You can choose to change either your job or your career. For instance, you might still want to have your career as a computer technician, but you want to advance to a higher paying and more prestigious job. This would mean finding a new a job and quitting your current job. Conversely, you might feel that you want to change your career. Perhaps you no longer feel that you want to be a computer technician and instead you would like to become a journalist. Career-changes are more time-consuming that job-changes because they often require training. You will find yourself looking for experience in a field with which you don*t have experience. Neither career-changes nor job-changes are impossible, and often they bring much happiness.
When you are looking for a new job, it is important to consider what this means for your career. Some people choose not to have a career. Rather than having an over-arching goal in life, or in the field in which they wish to specialize, they would rather simply move from job to job. They might wait tables for a few years, then work as a receptionist, then work in retail.
You can, however, choose to have a career. In order to have a career, you need to have a plan. What are your interests? What would you like to be paid? Once you have planned your goals, you might have to take certain steps to achieve them. It is all well and good to watch a few episodes of Law & Order and then decide that you want to be a high-paid lawyer, but the reality of the matter is that you will have to go to law school for years, which is an expensive and time-consuming proposition. Also, you might find that a real-life courtroom isn*t as stimulating as a courtroom drama series. So if you have set a career goal, speak to people in that career. Volunteer or intern in that environment so that you know what to expect in your future life.
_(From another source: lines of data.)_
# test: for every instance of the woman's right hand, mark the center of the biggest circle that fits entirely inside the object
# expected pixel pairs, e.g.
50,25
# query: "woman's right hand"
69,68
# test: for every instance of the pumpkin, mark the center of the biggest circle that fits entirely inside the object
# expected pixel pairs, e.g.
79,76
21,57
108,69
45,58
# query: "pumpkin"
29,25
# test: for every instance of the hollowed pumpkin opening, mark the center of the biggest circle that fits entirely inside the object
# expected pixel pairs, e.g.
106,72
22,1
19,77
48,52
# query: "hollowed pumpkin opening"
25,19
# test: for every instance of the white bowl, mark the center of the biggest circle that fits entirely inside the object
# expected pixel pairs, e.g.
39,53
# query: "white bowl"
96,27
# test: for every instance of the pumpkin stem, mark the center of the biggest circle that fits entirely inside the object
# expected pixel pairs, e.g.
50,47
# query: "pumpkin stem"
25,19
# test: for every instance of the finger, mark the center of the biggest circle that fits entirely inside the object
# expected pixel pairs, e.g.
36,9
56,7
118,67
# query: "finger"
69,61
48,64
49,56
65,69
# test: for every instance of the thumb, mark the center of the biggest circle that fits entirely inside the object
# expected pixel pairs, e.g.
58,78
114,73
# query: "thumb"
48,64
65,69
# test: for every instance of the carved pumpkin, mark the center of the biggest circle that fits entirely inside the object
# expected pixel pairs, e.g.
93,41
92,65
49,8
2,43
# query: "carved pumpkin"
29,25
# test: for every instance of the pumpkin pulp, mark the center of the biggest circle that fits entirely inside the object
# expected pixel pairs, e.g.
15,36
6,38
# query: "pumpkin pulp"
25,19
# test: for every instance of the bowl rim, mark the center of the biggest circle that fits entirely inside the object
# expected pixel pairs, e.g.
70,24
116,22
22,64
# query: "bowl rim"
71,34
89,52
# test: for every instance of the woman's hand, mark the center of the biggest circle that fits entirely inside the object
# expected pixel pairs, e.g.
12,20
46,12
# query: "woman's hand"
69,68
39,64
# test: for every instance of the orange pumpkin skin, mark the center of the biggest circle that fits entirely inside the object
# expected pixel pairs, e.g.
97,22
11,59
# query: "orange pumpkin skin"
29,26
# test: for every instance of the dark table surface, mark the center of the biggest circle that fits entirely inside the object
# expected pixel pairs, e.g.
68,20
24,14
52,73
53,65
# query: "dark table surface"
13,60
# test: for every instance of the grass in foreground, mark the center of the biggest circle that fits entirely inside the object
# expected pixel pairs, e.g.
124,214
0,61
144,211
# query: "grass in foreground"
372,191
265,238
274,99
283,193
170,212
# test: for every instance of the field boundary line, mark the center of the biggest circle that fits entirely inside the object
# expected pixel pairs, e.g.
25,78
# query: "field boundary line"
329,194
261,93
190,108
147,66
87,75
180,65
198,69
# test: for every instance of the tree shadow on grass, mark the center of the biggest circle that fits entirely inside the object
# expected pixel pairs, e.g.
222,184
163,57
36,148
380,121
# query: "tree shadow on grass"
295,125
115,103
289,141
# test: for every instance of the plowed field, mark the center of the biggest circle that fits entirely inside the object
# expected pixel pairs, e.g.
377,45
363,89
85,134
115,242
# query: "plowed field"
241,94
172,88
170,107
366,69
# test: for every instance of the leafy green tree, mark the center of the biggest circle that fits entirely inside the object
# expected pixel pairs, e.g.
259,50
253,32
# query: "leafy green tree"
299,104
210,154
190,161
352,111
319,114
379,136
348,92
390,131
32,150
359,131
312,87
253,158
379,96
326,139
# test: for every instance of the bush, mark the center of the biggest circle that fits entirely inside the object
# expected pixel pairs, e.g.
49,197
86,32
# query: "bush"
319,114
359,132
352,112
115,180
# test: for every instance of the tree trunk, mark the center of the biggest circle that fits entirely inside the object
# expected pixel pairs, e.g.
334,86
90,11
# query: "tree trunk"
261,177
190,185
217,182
You can also create a career out of a job. Perhaps you work as an assistant in an office. If you want to become a sales representative, you might need to take some courses. You might need to put in a few years behind the front desk. Ask your supervisor what opportunities you have for advancement, and how you can achieve it. Another way to create a career out of a job is to work in retail and accept promotions that you get to management. Management is often more work and more hours, but the higher pay and possibility for promotion might appeal to you.
Some people choose to work a job while they are trying to create a career. Many students work summer jobs that are not related to their field. They might want the break from the same material, or they might not be able to find a job in their field until they have completed their degree. If you take a job, consider how it affects your career. Are you biding your time there until you can break into a separate market? If so, when and how will you make your move to your career? Many people work at a job while they search for a career; if you don*t keep your ultimate goals in your mind, you might end up staying at the job you don*t particularly care for for much longer than you had originally planned.
There are careers that are often begun later in life. Many careers in ministry are begun after retiring from a first career. A career in politics can similarly begin after having a career in a different field.
Career planning, like all planning, takes both short- and long-term thinking. Make your goals accordingly. Write down your goals so that you can refer back to them and see how you are progressing.
While you are looking for a job, always think about your career. You will be able to find your ideal job if you work diligently and are not afraid of a few rejections. So go find that perfect job, or simply find a job while you work on building the career of your dreams.